Vote for the one you think has the most potential. And if you think they all stink and you have a better concept you want us to consider, describe it in the comments.
If you’re just stopping by, subscribe to follow along as the project progresses.
Concept A
This is a riff on design work: how someone is always leaving notes and comments on the work that we do. There could be some inside jokes on the whiteboard, or possibly some of the ideas from the book itself. This attempt is a bit bland as is, but has potential.
Concept B
Why Design is hard is a semi-sequel to How Design Makes The World, my last book. This is it’s cover.
It makes sense to try try a design that riffs off the same visual elements. There aren’t as many words in the title for Why Design Is Hard, so it needs help: too much whitespace and it feels like it wants different typography - but to illustrate the concept you get something like this.
Concept C
This is an attempt at a kind of visual joke: vertical text is harder to read, so what if we made a design that’s sort of interesting in a graphic design student way, but is compelling enough to hold your eye and make the point that design is hard.
Concept D
Another attempt at bringing visual humor to the concept of the book. The idea is that the “leadership team” has various absurd requests for what the design needs to do, and they are actually part of the cover.
Do you have suggestions?
If you’re on this list you’re probably a designer and designers LOVE to offer opinions, right? What thoughts or ideas do you have for us? Leave us a comment. Thanks.

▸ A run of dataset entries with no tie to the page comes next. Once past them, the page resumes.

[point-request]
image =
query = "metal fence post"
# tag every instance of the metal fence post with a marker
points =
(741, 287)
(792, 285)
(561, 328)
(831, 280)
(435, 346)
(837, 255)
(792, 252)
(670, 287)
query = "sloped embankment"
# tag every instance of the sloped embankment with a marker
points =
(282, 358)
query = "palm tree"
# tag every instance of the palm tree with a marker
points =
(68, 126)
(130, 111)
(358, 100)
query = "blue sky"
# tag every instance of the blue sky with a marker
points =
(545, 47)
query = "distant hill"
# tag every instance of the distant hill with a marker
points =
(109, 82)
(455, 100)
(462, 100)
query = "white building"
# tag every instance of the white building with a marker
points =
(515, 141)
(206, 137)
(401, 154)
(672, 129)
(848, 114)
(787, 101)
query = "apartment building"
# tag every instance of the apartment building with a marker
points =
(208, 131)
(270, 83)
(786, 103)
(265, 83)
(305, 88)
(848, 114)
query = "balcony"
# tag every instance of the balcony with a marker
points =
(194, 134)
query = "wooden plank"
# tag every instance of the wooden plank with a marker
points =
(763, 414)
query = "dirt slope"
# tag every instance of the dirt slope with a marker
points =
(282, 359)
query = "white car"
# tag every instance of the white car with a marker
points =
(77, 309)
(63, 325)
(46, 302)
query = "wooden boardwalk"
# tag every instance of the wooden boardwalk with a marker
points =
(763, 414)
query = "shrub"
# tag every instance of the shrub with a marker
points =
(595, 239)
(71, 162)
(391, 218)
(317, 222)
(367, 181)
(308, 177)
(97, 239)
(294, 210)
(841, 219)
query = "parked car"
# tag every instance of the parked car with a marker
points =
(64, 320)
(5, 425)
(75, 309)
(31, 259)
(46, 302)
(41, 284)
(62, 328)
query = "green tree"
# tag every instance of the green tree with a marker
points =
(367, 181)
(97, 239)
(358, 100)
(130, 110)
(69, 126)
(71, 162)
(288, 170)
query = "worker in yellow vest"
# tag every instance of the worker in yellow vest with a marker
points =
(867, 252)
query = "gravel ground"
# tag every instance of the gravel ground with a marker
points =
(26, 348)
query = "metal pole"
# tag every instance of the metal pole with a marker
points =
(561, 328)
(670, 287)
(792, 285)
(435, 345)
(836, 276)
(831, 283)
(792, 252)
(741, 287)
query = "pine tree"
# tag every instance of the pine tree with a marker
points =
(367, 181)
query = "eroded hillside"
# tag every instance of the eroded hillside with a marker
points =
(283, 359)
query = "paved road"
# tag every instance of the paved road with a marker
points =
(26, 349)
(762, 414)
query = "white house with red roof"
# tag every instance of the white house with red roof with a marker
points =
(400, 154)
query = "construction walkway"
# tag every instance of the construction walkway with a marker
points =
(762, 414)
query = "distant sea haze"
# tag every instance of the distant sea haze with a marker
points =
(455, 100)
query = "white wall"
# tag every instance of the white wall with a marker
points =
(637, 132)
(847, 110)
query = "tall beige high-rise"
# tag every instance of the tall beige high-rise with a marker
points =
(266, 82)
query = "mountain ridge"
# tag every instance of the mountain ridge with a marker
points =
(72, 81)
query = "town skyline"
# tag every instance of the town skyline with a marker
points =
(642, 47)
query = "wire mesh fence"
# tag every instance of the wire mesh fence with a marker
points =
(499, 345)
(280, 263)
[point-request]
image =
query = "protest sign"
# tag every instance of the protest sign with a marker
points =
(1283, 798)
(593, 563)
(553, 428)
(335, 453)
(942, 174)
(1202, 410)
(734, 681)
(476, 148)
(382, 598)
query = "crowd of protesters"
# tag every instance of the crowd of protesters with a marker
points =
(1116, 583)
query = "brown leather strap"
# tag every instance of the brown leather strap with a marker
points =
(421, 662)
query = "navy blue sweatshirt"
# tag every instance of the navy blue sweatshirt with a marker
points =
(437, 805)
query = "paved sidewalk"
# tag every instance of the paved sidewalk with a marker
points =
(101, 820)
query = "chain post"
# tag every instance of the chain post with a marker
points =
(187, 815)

A repeats the sticky cliche that doesn’t really say anything more.
B sounds good but I feel the sequel doesn’t fit the vibe of the first book.
C is a good concept but it becomes hard to read. How about making it even harder to read to make a point?
D hits on the humour right on and I assume EVPs might also want to take the credit as coauthors LOL!
C & D both made me laugh and are memorable, but the design of C really is too hard to read.